I feel like I’ve been lucky enough to know some of the best girls in the world.  Each of them special for one reason or another.  (I’ve also known some real assholes too, but let’s not focus on that).  No matter how great some of my gal pals have been, only some have lasted while others were merely temporary friends during a specific period in my life.  Not every person you meet is going to be your friend, let alone, your “best” friend.

Human relationships, whether platonic or romantic, are very difficult.  Just because you aren’t “dating” your friend, doesn’t make it any less difficult and, at times, can make it that much more complicated.  For instance, if a guy hung up on you, bailed on your plans repeatedly, or talked down to you in front of people, you’d probably dump him, right?  It wouldn’t matter that you two had spent a summer at camp in upstate New York when you were twelve.  So, why on earth would you want a “friend” who treated you that way?  Sounds more like a frenemy (not to mention unhealthy relationship) to me.

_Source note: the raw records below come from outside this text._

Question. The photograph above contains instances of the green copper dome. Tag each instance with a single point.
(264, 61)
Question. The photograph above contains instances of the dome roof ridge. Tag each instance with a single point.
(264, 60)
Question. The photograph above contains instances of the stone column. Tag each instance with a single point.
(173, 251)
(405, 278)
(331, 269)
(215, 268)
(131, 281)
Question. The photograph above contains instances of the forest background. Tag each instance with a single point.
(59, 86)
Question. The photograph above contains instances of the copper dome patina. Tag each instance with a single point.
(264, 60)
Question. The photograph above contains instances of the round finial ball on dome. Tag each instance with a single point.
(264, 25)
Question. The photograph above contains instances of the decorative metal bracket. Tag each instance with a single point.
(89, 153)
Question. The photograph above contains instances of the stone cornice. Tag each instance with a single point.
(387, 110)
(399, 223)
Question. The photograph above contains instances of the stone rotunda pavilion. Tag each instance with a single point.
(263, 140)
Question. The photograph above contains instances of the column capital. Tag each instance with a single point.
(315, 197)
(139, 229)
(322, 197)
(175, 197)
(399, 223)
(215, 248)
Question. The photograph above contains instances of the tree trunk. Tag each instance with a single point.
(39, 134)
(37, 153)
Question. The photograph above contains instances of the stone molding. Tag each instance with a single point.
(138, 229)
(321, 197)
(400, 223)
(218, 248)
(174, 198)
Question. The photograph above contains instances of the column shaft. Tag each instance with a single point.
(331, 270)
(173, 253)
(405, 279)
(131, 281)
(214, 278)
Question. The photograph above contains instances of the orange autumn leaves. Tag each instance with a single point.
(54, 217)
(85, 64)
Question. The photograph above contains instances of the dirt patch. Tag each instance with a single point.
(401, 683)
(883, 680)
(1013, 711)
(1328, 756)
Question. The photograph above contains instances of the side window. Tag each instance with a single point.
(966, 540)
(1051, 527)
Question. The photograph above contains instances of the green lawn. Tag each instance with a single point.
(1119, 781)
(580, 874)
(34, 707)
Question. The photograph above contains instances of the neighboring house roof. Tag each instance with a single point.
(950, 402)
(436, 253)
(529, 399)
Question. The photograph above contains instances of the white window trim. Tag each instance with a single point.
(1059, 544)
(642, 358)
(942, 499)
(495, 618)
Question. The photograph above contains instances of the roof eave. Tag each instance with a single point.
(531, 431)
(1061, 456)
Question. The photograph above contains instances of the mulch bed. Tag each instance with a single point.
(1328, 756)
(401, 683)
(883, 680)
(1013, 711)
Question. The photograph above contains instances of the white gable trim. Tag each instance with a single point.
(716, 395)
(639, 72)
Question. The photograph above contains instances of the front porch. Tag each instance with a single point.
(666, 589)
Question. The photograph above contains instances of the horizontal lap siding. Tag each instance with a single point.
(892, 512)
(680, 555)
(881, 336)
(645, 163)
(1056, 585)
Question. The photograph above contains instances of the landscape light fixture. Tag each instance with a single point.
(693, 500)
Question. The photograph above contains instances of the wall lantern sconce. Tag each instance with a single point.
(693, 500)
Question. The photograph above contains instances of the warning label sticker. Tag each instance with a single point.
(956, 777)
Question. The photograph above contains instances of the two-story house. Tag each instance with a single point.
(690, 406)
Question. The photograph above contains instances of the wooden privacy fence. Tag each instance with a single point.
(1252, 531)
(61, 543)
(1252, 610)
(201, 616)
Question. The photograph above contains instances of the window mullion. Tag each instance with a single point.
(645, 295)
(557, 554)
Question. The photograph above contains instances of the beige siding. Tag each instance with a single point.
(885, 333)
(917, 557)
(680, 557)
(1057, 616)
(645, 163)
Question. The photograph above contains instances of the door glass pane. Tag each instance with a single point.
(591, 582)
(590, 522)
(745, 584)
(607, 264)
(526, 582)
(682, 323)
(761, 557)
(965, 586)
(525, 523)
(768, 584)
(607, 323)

You must be honest with yourself and decide what type of friendship this is.  Friends come in all different formats, you know.  While you may have shared a love of frat parties in college or dated best friends post college, sometimes we hold onto memories rather than reality.  You must re-evaluate from time to time in order to ensure you are partaking in a healthy and mutually beneficial friendship.

Categorizing your friendships and being honest with yourself certainly doesn’t make cutting ties any easier.  Trust me, there are people who I thought for sure would be by my side at my wedding, but they won’t even be in attendance now.  It’s crazy, but people change and so do relationships.  You have to take the friendship for what it was worth.  Tuck away all the great memories and the lessons you learned and appreciate that person for who she is.

By no means, am I implying that friendships should be temporary or taken any less seriously.  Just make sure you are engaging with people who make you the best “you” possible and who have your best interest at heart.  Don’t be a friendship slut.  A best friend is a very special title and should be reserved for only those  who truly deserve it.